Michael Aytes, the agency's associate director for domestic operations, added: "We can't approach anything like legalization on the scale being discussed in a traditional way. We would have to grow too far, too fast."
The Senate bill would set up complex rules for how illegal immigrants can apply for legal status, depending upon how long they have been here. The legislation also says immigrants would have to prove their U.S. work history with at least two documents. Many would not have pay stubs or tax records, so the law provides for sworn affidavits from employers. The rules and use of affidavits would open the process to fraud, experts said.
"The document of choice inevitably will be an awful lot of legal statements saying, 'Yes, I employed this guy.' Well, once you move to affidavits, then you basically have next to nothing," said former Immigration and Naturalization Services commissioner Doris Meissner. "How do you design an affidavit system that has integrity?"
Skeptics of the Senate proposal cite a provision of the 1986 amnesty law that targeted agricultural workers.

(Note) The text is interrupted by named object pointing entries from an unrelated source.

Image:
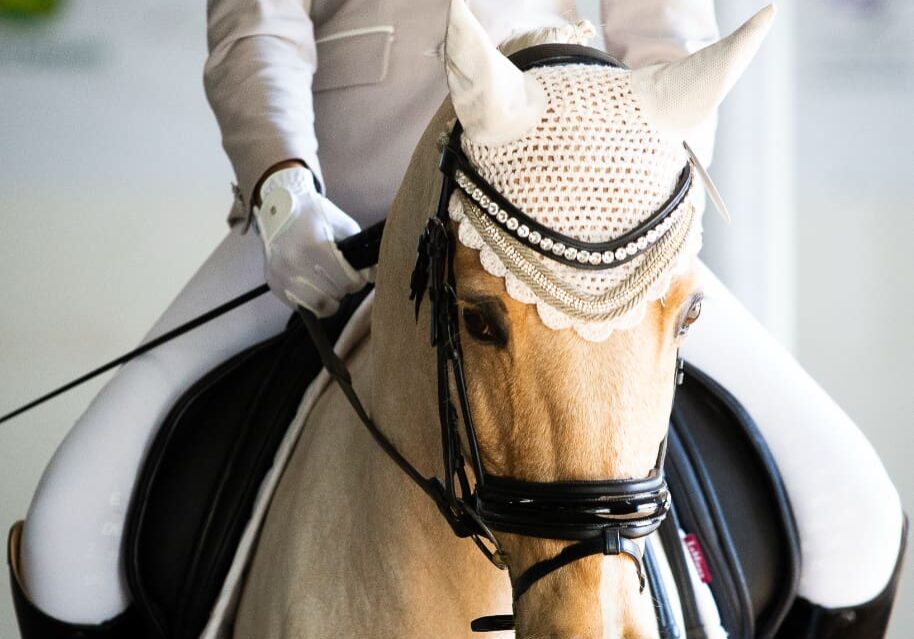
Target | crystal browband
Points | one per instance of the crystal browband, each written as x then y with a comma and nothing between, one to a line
559,247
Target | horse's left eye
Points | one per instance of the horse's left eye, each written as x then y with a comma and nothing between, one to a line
691,316
480,327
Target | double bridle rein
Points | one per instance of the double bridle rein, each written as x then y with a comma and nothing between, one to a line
601,517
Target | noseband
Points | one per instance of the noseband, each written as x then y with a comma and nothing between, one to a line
601,517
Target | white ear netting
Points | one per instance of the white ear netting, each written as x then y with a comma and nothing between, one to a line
592,169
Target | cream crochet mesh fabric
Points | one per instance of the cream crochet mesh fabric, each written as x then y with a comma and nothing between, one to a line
593,169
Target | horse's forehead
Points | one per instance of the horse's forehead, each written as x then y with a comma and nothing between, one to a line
475,282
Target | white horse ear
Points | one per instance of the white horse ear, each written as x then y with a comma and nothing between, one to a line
680,95
494,100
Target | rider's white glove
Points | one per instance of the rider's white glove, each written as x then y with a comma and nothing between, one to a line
299,228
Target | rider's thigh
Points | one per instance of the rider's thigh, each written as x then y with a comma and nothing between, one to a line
847,510
71,542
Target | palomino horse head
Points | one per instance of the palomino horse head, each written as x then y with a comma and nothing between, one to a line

Congress expected 200,000 to 400,000 people to apply. Instead, 1.3 million people came forward -- twice as many people as were employed on farms in some states, according to labor statistics -- taking advantage of shorter residency requirements and low burdens of proof. Many then disappeared to take non-farming jobs. By 1989, federal officials placed nearly 400,000 applications on hold and made hundreds of arrests for fake documents. Some applicants are still in limbo.
"Legalization got a bad rap because of (the agricultural program). That was the leaky sieve. And that was because the legislation was written in a way you could drive a truck through" the regulations, said Meissner, now a senior fellow at the Migration Policy Institute.
The citizenship and immigration bureau currently faces a backlog of pending cases and security checks, as well as antiquated technology and a shortage of skilled personnel.
The Bush administration has set aside $560 million over five years to reduce a backlog that numbered 3.8 million cases in 2003 -- there were 276,000 as of June 2006, not counting 1 million cases that await actions by applicants, other government agencies or openings in quota-based programs. The Government Accountability Office says the citizenship and immigration bureau is unlikely to meet a six-month processing target by September as it had promised.
In 2004, the agency submitted 1.9 million sets of fingerprints and 1.5 million names to the FBI, numbers that would grow tremendously if the Senate bill became law, according to the GAO. As of now, 113,000 FBI name checks have been pending more than six months, and 40,000 more than two years, officials said.
"The hidden chokepoint here is going to be the security background checks," Meissner said. "The FBI is not set up to handle the volume that the immigration agencies are generating."
In Tallahassee, Aman Kapoor, a computer programmer who is in the final stages of obtaining his green card, has been called for fingerprinting five times. "Next time if they call me, I am just going to leave my fingers there," said Kapoor, one of the founders of Immigration Voice, a group that advocates for legal immigrants. "Give me back my fingers once you are done."
New technology is supposed to help. The Senate bill would require that by October 2007 all permanent immigration documents be machine readable, fraud resistant and linked to biometric indicators, such as fingerprints, and that Homeland Security and FBI automated fingerprint systems be compatible. All U.S. employers would have to adopt an electronic system to verify the eligibility of workers within six years.
But that would be costly. The Congressional Budget Office said the Senate bill would require $800 million to pay one-time costs for facilities and computers.
Officials hope to transform the $2 billion-a-year, 15,000-worker citizenship and immigration bureau through new technology and the expanded use of contractors, paid for by its share of billions in new fees, Aytes said.
Homeland Security Secretary Michael Chertoff said Congress must not micromanage eligibility rules, or else even new computer systems won't be able to handle the workload. "The more documents you have . . . the more fraud you have -- that's the lesson from 1986," Chertoff said.